Integrating single-cell atlases and machine learning to construct 'in silico patients' for predicting individualized drug responses.

Intratumoral cellular heterogeneity is a core challenge that drives drug resistance and hinders the advancement of precision oncology. Single-cell RNA sequencing (scRNA-seq) has revealed the complexity of the tumor ecosystem at unprecedented resolution, offering new opportunities for predicting therapeutic responses. This review synthesizes the emerging concept of the "in silico patient", a predictive framework that integrates multi-source data. This framework leverages large-scale single-cell atlases as references for cellular identity, combines massive pharmacogenomic databases to train models, and incorporates patient-specific scRNA-seq data to achieve individualized predictions.
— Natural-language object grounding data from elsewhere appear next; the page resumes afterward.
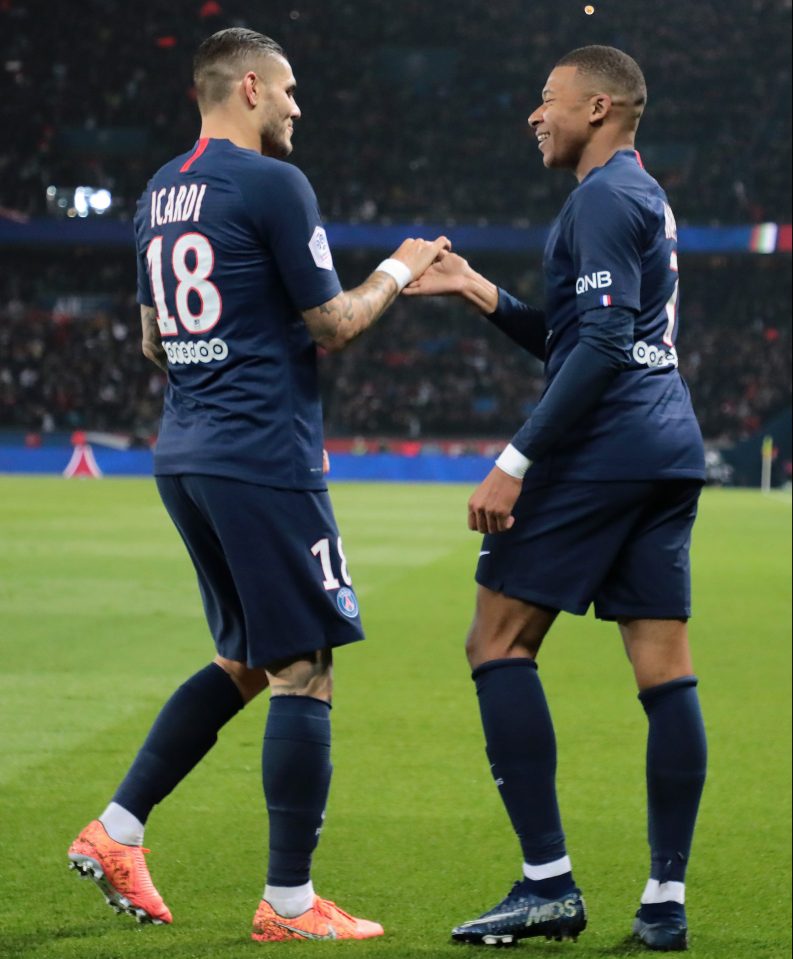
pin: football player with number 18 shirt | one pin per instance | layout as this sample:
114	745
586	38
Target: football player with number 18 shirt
237	286
592	501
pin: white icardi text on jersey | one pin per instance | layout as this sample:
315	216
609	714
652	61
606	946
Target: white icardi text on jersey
177	205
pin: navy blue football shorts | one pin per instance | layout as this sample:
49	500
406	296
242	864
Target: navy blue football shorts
270	566
623	546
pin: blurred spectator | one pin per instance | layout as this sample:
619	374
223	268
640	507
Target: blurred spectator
71	359
101	95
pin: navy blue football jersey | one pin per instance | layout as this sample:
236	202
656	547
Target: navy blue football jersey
231	249
615	244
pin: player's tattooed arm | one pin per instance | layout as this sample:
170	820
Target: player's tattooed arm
151	341
339	321
336	323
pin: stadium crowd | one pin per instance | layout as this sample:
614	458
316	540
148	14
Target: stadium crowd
431	368
428	116
428	111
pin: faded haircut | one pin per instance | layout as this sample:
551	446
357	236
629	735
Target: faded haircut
614	72
223	58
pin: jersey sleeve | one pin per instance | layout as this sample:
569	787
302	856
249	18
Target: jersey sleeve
288	215
605	237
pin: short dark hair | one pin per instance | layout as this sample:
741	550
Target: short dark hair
619	73
223	57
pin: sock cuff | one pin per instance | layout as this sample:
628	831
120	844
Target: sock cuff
302	719
214	681
520	662
650	696
300	704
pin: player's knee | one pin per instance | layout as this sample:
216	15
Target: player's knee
310	675
250	681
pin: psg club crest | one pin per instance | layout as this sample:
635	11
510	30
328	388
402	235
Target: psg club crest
347	603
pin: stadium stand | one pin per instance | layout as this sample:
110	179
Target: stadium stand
410	119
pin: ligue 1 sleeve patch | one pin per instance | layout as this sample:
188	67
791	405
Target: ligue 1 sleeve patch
347	602
320	250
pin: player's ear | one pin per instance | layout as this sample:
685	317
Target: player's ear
250	88
599	107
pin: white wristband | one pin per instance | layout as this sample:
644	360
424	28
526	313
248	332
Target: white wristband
513	462
397	270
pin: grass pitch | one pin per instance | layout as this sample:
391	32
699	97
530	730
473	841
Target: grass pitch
100	620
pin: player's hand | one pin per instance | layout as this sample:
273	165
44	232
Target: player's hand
419	254
446	276
490	507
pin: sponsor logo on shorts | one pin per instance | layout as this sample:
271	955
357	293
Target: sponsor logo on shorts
196	351
347	603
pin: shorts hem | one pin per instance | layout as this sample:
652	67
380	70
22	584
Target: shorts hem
536	598
644	613
257	662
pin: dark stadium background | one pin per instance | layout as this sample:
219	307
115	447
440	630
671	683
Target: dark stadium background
414	118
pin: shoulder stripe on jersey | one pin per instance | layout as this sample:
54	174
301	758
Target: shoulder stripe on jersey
200	147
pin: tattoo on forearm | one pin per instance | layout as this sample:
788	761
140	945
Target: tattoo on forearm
152	343
347	315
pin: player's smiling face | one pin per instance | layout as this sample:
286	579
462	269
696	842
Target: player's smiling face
278	109
562	123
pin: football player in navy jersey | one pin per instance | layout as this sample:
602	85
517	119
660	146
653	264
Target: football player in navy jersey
237	287
593	501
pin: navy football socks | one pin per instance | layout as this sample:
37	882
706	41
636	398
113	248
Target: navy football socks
676	765
521	746
296	771
183	733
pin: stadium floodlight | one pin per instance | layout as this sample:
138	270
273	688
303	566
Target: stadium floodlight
80	201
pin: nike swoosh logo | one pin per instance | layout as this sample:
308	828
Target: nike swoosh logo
331	933
497	918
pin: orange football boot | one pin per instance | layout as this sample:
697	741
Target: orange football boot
324	920
120	872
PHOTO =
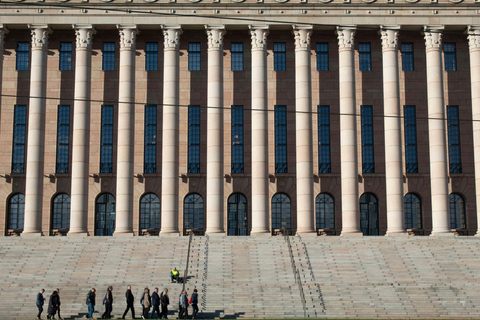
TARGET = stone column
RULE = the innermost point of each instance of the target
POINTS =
(36, 131)
(170, 171)
(303, 125)
(81, 131)
(436, 132)
(260, 196)
(393, 139)
(215, 174)
(348, 132)
(126, 127)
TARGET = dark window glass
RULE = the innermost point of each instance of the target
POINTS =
(194, 56)
(325, 211)
(150, 212)
(237, 56)
(106, 143)
(19, 138)
(368, 162)
(322, 56)
(279, 56)
(193, 139)
(65, 56)
(150, 151)
(365, 56)
(410, 123)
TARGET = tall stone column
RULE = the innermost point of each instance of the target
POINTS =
(170, 171)
(436, 132)
(260, 198)
(81, 130)
(393, 139)
(126, 127)
(348, 132)
(303, 125)
(36, 132)
(215, 174)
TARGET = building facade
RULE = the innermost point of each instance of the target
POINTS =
(240, 117)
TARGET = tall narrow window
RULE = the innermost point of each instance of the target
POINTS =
(410, 123)
(237, 56)
(322, 56)
(368, 162)
(19, 137)
(65, 56)
(454, 152)
(150, 151)
(63, 139)
(193, 139)
(23, 53)
(194, 56)
(106, 143)
(365, 56)
(151, 56)
(280, 56)
(407, 57)
(450, 55)
(324, 164)
(108, 56)
(281, 139)
(237, 139)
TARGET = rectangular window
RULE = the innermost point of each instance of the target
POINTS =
(237, 56)
(237, 139)
(368, 163)
(324, 164)
(63, 139)
(410, 123)
(365, 56)
(281, 139)
(19, 137)
(106, 143)
(279, 56)
(23, 54)
(151, 56)
(454, 152)
(193, 139)
(194, 56)
(322, 56)
(65, 63)
(407, 57)
(108, 56)
(450, 55)
(150, 150)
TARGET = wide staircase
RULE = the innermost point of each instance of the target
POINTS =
(250, 277)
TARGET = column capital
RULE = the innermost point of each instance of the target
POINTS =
(302, 36)
(215, 37)
(259, 37)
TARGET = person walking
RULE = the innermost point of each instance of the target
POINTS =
(40, 302)
(130, 302)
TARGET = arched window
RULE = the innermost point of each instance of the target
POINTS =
(193, 212)
(150, 212)
(16, 214)
(457, 211)
(281, 211)
(105, 215)
(61, 212)
(412, 205)
(237, 215)
(369, 214)
(325, 211)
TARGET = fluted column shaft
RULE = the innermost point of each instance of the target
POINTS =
(36, 132)
(303, 133)
(215, 174)
(260, 198)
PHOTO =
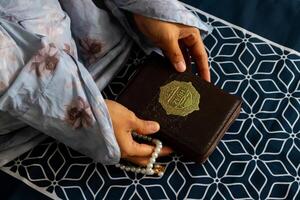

Artificial intelligence (AI), particularly deep learning and transfer learning algorithms, acts as the core driver of this framework, effectively applying knowledge gained from cell line data to clinically relevant patient single-cell data. By integrating the impact of the tumor microenvironment (TME) and using advanced preclinical models that preserve tissue architecture (such as acute tissue slice cultures) for rapid experimental validation, a critical "prediction-validation-optimization" closed loop is being formed. This review systematically outlines the data foundations, core computational strategies, current challenges, and future directions, including multi-omics and spatial information integration, necessary to construct "in silico patients", aiming to provide a comprehensive conceptual blueprint for developing the next generation of individualized drug response prediction tools.